Enhancing thiazolide efficacy: C-4 aryl modifications drive selective SARS-CoV-2 inhibition.

Background: COVID-19 highlighted urgent need for broad-spectrum antivirals. Nitazoxanide (NTZ), a broad-spectrum antiviral with an established safety profile, shows promise against SARS-CoV-2; however, its moderate potency and pharmacokinetic limitations necessitate the development of improved analogues.

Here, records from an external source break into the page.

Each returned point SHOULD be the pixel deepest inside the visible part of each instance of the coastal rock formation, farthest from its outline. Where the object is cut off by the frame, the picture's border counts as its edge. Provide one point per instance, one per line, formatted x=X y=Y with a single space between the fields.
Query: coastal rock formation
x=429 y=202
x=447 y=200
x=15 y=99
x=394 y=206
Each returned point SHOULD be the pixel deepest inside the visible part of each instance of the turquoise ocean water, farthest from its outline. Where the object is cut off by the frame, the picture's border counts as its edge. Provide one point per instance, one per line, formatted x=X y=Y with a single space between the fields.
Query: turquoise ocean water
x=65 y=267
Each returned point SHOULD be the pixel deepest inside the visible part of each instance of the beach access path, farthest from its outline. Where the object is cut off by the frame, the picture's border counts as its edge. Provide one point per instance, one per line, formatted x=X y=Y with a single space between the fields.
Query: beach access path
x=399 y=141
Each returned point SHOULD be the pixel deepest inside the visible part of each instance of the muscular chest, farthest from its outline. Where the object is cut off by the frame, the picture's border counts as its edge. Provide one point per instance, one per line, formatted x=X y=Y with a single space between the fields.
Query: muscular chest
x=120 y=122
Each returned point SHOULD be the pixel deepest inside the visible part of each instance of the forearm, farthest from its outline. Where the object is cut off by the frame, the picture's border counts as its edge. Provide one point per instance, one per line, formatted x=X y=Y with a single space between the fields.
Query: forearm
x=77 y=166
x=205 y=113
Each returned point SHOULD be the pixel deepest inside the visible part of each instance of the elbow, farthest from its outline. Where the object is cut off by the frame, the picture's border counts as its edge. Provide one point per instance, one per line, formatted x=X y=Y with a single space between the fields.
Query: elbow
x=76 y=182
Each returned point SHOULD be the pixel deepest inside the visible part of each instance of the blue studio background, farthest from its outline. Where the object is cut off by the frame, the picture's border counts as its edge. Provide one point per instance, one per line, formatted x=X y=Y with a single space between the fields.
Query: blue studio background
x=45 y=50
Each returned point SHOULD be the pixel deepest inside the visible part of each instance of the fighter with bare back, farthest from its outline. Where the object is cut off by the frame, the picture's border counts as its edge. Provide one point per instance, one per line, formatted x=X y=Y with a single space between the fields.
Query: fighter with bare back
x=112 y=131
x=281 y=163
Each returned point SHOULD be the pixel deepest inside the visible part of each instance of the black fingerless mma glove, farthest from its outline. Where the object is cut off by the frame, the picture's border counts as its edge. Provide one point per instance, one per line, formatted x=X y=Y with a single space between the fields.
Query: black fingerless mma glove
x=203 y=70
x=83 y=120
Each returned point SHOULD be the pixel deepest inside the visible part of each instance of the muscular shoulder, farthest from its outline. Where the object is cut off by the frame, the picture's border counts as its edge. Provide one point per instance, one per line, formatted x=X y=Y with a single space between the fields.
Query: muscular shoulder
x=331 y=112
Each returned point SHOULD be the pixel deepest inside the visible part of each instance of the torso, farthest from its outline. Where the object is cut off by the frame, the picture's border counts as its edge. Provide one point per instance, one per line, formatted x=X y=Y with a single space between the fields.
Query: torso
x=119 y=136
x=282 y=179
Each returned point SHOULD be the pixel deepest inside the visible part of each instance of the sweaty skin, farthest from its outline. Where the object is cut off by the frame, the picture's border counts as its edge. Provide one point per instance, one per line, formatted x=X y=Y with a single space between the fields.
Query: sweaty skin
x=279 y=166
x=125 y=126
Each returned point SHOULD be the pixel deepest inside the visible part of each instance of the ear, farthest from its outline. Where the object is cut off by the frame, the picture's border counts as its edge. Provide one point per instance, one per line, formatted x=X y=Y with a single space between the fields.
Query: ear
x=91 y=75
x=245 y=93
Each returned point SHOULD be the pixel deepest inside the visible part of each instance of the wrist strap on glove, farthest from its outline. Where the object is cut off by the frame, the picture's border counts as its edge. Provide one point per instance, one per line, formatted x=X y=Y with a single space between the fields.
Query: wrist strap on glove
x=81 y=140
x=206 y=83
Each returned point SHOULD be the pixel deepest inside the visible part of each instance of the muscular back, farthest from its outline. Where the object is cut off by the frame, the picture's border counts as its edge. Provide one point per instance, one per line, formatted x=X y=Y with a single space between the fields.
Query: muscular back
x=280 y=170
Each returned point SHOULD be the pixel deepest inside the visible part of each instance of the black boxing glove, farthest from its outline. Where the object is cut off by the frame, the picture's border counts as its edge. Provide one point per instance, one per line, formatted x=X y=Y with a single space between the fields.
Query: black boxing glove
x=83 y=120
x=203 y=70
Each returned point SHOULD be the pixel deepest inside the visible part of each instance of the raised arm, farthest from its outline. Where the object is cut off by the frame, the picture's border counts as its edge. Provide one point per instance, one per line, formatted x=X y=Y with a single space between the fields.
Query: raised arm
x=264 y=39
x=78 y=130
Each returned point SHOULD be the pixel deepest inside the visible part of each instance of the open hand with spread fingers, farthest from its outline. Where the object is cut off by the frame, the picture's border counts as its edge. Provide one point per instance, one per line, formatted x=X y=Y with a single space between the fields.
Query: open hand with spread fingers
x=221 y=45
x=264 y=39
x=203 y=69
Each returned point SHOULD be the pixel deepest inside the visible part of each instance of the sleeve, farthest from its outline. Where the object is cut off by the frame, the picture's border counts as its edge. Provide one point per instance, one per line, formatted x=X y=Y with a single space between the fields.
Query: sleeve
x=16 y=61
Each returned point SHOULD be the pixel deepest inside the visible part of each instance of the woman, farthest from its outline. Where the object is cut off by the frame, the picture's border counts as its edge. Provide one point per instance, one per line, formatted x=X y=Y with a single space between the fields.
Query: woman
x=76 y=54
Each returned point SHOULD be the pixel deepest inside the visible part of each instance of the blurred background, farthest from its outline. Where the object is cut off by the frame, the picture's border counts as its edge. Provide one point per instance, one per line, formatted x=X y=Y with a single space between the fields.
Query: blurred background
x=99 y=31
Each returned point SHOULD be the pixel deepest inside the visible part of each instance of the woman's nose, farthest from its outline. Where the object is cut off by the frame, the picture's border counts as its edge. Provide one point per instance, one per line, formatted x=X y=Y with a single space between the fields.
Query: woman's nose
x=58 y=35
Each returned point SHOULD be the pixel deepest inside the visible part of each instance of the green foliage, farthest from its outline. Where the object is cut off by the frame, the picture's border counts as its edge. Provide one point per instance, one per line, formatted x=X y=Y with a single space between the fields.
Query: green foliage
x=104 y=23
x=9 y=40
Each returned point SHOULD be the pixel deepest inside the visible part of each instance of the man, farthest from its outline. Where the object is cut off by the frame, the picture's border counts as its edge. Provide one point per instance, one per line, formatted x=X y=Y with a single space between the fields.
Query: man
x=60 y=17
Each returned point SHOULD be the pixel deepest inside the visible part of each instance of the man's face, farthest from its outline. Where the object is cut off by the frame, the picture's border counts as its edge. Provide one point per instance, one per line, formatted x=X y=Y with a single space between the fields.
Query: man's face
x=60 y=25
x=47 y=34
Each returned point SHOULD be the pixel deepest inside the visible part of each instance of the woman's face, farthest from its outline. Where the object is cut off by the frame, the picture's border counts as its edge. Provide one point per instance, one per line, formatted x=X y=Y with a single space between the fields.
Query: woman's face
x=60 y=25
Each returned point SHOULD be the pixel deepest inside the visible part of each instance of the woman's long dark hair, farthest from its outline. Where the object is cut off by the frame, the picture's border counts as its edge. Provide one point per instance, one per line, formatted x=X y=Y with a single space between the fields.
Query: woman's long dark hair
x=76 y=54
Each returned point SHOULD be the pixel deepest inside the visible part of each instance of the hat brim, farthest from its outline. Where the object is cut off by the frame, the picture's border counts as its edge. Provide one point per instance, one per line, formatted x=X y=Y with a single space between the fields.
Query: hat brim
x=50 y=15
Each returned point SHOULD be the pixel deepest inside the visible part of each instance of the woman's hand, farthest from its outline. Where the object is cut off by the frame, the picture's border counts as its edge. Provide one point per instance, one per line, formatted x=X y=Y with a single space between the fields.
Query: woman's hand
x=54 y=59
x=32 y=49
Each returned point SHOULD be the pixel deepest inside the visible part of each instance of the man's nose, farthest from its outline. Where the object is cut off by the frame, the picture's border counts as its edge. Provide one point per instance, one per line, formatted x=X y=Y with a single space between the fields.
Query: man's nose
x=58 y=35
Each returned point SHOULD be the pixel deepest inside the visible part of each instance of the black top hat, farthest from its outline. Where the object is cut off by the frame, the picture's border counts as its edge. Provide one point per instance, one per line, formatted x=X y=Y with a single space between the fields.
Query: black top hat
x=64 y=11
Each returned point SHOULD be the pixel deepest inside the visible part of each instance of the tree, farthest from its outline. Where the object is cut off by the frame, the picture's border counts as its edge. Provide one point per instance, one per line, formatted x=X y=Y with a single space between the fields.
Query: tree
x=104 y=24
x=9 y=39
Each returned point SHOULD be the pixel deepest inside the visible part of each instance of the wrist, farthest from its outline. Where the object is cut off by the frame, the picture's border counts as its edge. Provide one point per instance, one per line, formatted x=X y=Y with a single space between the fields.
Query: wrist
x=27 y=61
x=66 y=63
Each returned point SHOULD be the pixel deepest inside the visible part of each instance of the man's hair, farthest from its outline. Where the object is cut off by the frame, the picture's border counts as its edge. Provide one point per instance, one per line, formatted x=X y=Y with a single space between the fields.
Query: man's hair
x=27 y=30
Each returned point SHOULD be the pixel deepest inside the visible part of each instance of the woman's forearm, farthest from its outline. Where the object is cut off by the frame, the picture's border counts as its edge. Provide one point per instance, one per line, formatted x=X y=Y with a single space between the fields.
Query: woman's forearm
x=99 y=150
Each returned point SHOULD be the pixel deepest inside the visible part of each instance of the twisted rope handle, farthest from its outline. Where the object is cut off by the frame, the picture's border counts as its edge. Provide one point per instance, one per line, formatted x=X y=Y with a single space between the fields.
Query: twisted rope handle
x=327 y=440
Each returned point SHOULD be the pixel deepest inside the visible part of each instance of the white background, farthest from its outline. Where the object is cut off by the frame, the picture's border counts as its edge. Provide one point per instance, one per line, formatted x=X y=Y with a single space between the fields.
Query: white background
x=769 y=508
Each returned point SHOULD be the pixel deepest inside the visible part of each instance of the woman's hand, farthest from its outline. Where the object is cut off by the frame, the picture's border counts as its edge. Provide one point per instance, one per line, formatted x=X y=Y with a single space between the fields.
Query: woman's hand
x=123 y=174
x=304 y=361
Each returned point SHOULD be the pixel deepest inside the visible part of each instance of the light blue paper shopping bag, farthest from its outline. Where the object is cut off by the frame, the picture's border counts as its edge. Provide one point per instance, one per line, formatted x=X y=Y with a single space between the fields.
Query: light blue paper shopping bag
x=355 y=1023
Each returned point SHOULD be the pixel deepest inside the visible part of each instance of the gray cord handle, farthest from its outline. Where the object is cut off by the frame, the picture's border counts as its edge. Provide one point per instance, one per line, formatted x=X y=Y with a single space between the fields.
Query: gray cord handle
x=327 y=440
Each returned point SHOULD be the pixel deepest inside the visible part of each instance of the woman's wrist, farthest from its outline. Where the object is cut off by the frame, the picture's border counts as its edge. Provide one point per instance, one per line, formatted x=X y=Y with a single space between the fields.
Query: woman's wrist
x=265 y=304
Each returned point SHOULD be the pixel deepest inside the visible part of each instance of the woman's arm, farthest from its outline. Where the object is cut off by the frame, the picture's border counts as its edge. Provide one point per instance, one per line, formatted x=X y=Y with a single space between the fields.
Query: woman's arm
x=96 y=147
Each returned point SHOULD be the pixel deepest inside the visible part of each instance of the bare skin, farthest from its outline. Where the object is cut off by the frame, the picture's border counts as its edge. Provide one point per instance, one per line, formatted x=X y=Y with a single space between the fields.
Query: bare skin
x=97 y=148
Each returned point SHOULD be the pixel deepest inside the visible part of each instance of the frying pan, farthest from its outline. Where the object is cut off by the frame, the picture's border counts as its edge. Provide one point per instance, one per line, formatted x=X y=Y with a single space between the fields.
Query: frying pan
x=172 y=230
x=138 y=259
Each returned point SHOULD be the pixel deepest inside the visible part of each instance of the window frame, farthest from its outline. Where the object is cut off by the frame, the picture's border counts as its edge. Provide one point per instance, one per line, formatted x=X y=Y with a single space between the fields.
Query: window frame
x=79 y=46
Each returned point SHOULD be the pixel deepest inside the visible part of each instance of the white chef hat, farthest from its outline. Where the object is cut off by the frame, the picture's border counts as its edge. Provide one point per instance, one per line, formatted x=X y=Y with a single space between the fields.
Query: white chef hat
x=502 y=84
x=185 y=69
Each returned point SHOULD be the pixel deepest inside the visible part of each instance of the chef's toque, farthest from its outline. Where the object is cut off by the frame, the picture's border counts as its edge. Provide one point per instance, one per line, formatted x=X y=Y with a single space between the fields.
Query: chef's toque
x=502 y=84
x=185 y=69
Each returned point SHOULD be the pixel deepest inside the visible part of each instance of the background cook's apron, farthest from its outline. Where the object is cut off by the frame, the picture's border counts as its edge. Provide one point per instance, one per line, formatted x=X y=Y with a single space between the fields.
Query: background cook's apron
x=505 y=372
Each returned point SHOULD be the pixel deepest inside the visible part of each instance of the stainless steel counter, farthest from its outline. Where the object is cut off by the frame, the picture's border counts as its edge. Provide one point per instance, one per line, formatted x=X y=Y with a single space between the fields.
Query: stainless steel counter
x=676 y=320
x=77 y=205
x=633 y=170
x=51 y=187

Methods: We synthesized 24 thiazolide analogues, including novel molecules bearing 4´- or 5´-aryl substitutions, dual 4´,5´-modifications, or fused benzothiazole cores, and evaluated their in vitro efficacy against SARS-CoV-2 (Vero E6 cells). Antiviral potency (IC₅₀), cytotoxicity (CC₅₀), and selectivity indices (SI = CC₅₀/IC₅₀) were determined by qRT-PCR and MTT assays. In silico ADMET profiling predicted drug-likeness, absorption, distribution, metabolism, excretion, and toxicity.

Results: Among the analogues, 4´-aryl thiazolides (6d-6 g) and one dual-substituted thiazolide (7b) exhibited outstanding selectivity index (SI > 30), significantly surpassing NTZ (SI ≈ 14). The analogue 6e (3-OCF₃-phenyl) demonstrated the highest SI of ≈ 51 (IC₅₀ ≈0.21 µM; CC₅₀ ≈10.8 µM). Benzothiazole analogue 8a (OCF₃ at 4´-position) also showed favorable SI (≈11). ADMET predictions confirmed acceptable oral bioavailability, minimal cytochrome P450 (CYP450) inhibition, and low cardiotoxicity risk.

Conclusions: Lipophilic, electron-withdrawing substituents at C-4 of the thiazole core markedly enhance antiviral potency and therapeutic potential. In particular, 4´-(PhOCF₃) substitutions emerge as lead scaffolds for further preclinical development. These insights provide a way forward for optimizing thiazolides against SARS-CoV-2 and other emerging viruses.